Seong Gyeong Mun

Seong Gyeong Mun

Yonsei University College of Medicine, South Korea

Title: c-Met overexpression of fibroblasts increases angiogenic signal in breast cancer


Seong Gyeong Mun has completed her Bachelor’s degree in Molecular Biology from Dankook University. She is currently pursuing Master’s degree in Yonsei University School of Medicine. She had studied about breast tumor microenvironment in her graduate school days.

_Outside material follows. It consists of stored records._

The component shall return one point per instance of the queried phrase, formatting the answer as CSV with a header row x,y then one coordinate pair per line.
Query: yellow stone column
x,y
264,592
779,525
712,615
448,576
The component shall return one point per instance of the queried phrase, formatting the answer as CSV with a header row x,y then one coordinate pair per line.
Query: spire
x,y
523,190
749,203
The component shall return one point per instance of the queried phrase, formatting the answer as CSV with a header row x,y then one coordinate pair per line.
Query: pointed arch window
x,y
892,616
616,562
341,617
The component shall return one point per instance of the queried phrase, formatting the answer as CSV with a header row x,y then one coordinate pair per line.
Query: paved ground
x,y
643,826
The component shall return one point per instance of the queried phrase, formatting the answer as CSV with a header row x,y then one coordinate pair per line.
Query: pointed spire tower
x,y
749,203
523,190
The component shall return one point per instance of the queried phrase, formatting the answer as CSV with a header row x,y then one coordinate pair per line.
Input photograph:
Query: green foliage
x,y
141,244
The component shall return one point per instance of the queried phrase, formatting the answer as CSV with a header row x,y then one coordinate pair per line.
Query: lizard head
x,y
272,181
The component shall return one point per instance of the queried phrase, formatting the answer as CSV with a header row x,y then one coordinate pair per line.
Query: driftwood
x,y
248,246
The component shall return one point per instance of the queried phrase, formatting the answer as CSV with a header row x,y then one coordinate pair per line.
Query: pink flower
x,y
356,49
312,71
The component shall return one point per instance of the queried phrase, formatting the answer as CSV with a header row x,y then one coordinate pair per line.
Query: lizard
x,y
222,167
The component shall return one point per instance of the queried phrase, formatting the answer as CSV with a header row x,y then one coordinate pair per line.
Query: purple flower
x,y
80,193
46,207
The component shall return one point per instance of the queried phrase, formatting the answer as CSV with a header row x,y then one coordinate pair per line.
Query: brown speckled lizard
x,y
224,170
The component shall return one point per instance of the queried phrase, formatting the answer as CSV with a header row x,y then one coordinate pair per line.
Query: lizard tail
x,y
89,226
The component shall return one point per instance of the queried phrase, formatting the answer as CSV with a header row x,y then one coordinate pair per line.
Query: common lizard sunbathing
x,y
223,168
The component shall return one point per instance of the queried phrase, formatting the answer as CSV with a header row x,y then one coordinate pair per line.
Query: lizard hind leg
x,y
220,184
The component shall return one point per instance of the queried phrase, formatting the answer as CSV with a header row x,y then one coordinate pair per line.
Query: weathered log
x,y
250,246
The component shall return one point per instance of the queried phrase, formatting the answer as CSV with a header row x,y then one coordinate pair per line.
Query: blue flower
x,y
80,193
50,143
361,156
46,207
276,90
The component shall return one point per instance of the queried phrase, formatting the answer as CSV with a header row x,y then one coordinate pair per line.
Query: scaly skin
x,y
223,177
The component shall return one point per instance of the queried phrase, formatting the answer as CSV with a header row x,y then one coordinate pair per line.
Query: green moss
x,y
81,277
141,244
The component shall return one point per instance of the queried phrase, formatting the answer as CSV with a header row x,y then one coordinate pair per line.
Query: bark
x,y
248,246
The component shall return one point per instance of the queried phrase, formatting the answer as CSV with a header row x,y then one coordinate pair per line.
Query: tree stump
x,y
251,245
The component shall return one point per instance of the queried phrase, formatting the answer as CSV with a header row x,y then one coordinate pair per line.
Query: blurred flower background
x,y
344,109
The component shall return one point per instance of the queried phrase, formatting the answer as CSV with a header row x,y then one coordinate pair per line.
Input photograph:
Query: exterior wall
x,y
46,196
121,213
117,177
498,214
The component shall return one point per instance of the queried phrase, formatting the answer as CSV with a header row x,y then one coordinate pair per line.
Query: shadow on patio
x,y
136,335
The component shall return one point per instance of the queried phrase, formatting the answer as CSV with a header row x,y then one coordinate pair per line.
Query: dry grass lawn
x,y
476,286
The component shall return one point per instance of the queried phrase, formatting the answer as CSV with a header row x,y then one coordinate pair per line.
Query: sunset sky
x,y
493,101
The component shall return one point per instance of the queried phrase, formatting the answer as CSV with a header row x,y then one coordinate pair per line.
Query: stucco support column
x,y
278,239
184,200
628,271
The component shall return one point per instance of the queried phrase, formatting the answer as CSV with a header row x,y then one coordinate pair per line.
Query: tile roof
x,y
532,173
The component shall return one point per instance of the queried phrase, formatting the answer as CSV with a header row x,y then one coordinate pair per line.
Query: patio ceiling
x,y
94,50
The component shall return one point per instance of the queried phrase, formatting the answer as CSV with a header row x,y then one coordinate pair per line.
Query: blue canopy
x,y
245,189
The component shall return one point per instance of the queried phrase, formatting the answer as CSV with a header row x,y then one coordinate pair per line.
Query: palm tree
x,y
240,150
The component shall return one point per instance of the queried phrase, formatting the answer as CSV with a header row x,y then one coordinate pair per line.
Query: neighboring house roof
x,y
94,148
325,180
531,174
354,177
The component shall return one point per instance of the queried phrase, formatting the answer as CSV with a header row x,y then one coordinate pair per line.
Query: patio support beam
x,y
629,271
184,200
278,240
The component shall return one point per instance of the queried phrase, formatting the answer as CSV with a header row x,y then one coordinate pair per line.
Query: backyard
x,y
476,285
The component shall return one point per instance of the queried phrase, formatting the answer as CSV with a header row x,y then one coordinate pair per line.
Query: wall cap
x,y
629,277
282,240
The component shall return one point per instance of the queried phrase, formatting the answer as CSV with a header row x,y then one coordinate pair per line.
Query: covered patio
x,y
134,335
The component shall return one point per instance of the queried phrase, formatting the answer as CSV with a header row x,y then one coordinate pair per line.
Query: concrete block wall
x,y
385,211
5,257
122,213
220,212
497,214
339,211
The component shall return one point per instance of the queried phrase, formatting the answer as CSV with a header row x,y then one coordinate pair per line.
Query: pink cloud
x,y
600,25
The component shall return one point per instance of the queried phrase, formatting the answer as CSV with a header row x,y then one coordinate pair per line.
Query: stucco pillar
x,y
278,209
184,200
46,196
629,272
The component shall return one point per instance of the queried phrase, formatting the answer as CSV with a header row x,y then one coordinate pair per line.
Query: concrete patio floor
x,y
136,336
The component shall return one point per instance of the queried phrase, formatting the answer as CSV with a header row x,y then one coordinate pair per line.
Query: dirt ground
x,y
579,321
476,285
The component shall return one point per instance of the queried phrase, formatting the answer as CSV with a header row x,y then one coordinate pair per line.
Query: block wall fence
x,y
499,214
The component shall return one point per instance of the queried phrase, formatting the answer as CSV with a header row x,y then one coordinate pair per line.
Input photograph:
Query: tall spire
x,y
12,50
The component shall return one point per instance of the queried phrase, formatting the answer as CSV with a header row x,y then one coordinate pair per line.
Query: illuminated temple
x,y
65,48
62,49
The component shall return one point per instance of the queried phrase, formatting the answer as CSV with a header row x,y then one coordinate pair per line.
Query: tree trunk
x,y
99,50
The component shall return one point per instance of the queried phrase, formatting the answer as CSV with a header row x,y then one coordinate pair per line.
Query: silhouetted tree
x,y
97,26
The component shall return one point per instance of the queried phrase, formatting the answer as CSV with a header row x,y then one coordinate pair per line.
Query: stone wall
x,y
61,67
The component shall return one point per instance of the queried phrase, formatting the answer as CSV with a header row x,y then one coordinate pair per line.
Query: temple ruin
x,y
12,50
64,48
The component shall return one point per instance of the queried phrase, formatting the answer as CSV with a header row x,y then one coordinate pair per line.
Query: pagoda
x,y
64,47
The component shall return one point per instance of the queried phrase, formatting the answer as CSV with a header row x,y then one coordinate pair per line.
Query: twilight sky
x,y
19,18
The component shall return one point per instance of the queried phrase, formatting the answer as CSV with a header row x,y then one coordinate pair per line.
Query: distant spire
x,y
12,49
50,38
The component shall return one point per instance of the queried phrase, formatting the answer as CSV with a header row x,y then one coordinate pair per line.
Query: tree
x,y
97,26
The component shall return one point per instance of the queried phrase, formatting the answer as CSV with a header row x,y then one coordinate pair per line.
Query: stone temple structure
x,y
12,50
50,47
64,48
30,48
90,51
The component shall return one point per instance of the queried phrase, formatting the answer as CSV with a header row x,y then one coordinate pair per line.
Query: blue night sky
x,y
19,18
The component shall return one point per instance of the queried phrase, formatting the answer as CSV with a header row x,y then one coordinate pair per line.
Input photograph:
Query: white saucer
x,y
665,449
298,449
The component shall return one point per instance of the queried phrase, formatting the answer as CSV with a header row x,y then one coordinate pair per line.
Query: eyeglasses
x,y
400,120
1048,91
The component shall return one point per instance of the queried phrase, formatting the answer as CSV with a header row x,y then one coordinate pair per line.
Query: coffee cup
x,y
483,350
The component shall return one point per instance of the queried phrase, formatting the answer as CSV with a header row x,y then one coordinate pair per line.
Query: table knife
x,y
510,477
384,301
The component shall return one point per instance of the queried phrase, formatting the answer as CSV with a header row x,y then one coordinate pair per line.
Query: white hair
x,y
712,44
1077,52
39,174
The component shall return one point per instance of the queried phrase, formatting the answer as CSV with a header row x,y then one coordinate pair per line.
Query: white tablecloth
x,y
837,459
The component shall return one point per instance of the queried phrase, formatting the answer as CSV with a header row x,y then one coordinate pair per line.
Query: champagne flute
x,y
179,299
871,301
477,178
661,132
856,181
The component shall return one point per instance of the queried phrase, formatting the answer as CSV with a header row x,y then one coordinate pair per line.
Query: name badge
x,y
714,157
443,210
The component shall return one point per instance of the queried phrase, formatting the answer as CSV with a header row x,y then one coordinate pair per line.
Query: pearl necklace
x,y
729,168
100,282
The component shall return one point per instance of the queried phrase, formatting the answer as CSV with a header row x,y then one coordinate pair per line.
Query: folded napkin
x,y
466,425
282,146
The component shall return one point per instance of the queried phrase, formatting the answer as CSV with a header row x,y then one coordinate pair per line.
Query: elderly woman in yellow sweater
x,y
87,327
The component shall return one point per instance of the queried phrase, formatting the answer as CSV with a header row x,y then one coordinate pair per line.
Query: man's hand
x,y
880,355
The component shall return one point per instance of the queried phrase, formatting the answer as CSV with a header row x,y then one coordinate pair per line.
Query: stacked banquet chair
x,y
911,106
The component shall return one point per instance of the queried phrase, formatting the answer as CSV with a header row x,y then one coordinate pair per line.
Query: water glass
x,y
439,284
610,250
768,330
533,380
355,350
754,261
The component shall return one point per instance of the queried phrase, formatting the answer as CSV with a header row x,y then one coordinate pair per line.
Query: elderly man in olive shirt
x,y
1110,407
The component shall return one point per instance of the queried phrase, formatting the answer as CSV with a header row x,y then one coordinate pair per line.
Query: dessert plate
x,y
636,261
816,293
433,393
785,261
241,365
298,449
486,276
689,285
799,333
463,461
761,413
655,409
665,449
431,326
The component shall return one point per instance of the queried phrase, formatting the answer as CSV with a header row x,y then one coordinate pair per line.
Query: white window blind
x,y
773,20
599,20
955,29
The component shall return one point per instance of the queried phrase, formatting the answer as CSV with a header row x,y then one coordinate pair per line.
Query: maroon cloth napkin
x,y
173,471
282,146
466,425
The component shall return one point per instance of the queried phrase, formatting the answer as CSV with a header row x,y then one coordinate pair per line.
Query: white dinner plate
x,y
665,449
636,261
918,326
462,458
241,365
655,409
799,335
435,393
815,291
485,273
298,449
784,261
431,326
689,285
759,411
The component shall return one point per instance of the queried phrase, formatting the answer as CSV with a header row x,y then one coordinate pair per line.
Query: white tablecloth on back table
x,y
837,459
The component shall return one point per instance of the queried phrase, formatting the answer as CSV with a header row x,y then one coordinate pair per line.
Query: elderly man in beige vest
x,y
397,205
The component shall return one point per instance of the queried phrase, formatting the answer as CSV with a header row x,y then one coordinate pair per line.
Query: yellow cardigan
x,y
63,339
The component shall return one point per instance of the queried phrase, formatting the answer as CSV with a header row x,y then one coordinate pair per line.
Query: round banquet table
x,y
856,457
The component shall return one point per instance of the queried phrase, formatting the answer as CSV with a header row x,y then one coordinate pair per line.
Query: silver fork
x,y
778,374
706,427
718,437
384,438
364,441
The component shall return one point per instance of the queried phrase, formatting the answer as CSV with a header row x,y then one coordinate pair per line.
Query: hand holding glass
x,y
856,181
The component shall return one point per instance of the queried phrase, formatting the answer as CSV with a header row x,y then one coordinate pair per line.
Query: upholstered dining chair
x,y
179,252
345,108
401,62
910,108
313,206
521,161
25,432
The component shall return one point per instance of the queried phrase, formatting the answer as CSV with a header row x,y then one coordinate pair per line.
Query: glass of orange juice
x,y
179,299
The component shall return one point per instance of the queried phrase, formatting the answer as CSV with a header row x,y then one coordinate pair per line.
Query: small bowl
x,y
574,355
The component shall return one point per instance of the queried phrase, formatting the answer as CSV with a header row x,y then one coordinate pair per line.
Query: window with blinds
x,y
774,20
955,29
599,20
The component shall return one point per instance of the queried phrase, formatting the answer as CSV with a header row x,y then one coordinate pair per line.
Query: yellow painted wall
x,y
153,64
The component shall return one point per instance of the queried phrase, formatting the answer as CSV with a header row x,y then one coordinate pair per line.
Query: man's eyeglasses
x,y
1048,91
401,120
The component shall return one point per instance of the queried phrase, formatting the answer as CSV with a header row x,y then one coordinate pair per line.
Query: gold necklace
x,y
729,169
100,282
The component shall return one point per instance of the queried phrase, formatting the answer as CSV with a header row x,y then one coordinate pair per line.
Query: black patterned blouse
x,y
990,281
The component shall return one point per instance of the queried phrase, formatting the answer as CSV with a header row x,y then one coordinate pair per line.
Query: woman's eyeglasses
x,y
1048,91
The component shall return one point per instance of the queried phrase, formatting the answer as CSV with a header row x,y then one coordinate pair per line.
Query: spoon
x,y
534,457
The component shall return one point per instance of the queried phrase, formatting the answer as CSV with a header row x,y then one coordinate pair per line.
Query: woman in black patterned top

We found that c-Met overexpression was induced in normal breast fibroblast (NBF) by the conditioned medium (CM) of cancer cells regardless of subtypes, which made us to hypothesize that c-Met overexpression is a property of cancer associated fibroblast (CAF). Therefore, we investigated whether c-Met overexpressing NBFs contribute to tumor progression. To this end, extracellular matrix (ECM) gene expression alteration was analyzed from the NBFs transfected with c-Met overexpression plasmid using cDNA microarray since CAF constructs tumor microenvironment by ECM remodeling. In our microarray data, matrix metalloproteinase 1 (MMP1) was most up-regulated in c-Met overexpressing NBF (approximately 10-fold) compared to the control NBF. According to previous studies, MMP1 induces VEGFR2 (Vascular endothelial growth factor receptor 2) expression in endothelial cells (ECs). So, it was assumed that c-Met overexpressing NBF contributes to breast cancer angiogenesis. In our study, the CM of c-Met overexpressing NBF induced a better tube formation of endothelial cells (Hy926) than that of control. On the other hand, tube formation by c-Met overexpressing NBF CM was reduced in the presence of c-Met inhibitor. Similar results were also observed in the co culture of NBF and breast cancer cell lines (luminal A, B, Her2, and TNBC). The expression of c-Met and MMP1 was increased by the co-culture, whereas was decreased in the presence of c-Met inhibitor. Tube formation of EC was increased by the CM of the co-culture, whereas decreased by c-Met inhibitor-treated co-culture CM. Based on our results, c-Met inhibitor may be able to suppress angiogenesis in breast cancer by decreasing c-Met-induced MMP1 expression of CAFs.